If you looked at the news or Twitter this morning — or perhaps you couldn’t, because your Internet was malfunctioning — you might have heard: Time Warner suffered a major outage in its Internet service at about 4:30 a.m. Eastern. The outage, affecting much of the U.S., lasted two hours, Reuters reported. Maps created by the outage-tracker DownDetector showed problems throughout the country. So how exactly could this happen?
Popular Science talked with Purdue University computer scientist Sonia Fahmy, who researches network performance, to get her guesses on the culprit.
She hypothesizes that Time Warner was updating the software that its routers use to talk with one another and route information. “Typically, these outages are due to the routing protocols,” she says. That’s the kind of foundational function that, if there’s a bug in it, could cause widespread problems.
“Either they upgraded the software on some of the routers, and there was some kind of bug in it, or sometimes, it’s a human error,” she says. Configuring routers for a software update is a complex task, so people make mistakes.
Routers that are part of the Internet’s largest, core networks — the so-called Internet backbone — use something called the Border Gateway Protocol to tell each other what paths to use to send information on to the right destination.
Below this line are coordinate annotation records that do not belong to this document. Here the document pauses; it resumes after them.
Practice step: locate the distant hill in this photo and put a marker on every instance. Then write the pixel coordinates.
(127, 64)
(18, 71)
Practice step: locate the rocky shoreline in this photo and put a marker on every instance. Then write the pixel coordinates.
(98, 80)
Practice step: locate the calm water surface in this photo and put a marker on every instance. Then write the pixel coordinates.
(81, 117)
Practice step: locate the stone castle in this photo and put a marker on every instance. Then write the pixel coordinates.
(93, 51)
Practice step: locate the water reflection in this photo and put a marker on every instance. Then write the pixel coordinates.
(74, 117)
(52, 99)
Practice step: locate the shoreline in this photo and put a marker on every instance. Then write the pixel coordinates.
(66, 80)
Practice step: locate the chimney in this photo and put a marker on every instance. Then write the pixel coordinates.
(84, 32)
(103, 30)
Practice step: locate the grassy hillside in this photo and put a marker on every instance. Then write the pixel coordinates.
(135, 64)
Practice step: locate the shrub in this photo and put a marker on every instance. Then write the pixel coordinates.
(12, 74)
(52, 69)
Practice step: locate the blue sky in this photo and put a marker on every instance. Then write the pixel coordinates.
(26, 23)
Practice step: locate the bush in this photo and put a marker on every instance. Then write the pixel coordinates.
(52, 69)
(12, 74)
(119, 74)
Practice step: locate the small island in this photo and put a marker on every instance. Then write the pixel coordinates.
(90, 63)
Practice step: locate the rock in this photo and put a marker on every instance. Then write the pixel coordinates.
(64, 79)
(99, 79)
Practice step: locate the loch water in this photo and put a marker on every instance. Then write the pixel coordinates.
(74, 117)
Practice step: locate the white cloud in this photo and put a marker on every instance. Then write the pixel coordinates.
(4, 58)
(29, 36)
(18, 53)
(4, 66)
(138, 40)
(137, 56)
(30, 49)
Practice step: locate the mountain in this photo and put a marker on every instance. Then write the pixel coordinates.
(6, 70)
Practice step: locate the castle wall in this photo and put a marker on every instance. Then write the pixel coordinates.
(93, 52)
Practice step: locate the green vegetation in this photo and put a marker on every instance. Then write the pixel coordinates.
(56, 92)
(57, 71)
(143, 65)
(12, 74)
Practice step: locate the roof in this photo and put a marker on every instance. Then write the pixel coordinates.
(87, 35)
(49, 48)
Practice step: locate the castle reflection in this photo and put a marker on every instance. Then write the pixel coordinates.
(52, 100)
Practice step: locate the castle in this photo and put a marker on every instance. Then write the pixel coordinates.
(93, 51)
Fahmy thinks Time Warner could have been updating the software it uses to implement the BGP, which is often involved in major outages.
“Either they upgraded the software on some of the routers and there was some kind of bug in it, or sometimes, it’s a human error,” Fahmy says.
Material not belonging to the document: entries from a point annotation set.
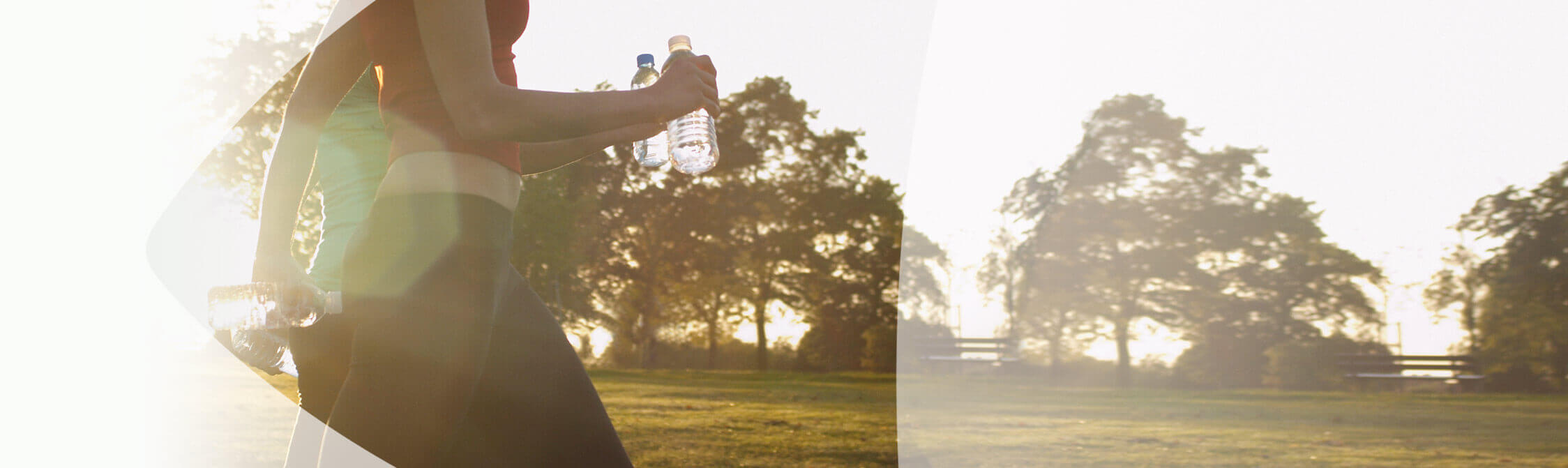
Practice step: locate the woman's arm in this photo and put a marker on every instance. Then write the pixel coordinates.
(455, 35)
(541, 158)
(328, 74)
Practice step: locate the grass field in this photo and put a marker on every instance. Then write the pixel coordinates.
(795, 420)
(1007, 423)
(670, 418)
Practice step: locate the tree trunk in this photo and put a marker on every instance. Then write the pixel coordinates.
(712, 342)
(1123, 356)
(761, 316)
(651, 332)
(1054, 351)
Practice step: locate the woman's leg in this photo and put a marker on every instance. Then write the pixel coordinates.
(422, 280)
(535, 404)
(322, 357)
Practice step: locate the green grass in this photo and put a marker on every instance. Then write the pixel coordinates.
(670, 418)
(1012, 423)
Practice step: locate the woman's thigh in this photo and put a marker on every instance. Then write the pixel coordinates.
(535, 404)
(422, 280)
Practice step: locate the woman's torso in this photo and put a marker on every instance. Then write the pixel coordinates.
(350, 160)
(418, 121)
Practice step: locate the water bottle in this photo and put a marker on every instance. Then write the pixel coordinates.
(264, 349)
(654, 151)
(693, 142)
(264, 307)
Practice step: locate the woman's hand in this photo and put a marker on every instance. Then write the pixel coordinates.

It’s the extent of the outage that makes Fahmy guess the problem was related to software rather than hardware. Service providers such as Time Warner have enough redundancies in their hardware that prevent these kind of widespread issues. A broken router or cable normally causes smaller, more regional outages, she says.
Noticeable, hours-long outages may be becoming more frequent. Fahmy says she’s seen reports like Time Warner’s occur once every month or two. In addition to software problems, it seems companies’ routers are aging and running out of memory — which is more of a hardware problem, but also, a systematic one.
Researchers are working on making routing protocols less likely to fail. One promising solution is called Software Defined Networking, which lets companies use one machine, called the controller, to configure many routers at once. That way, there are fewer chances for a human expert to make a mistake when configuring a router.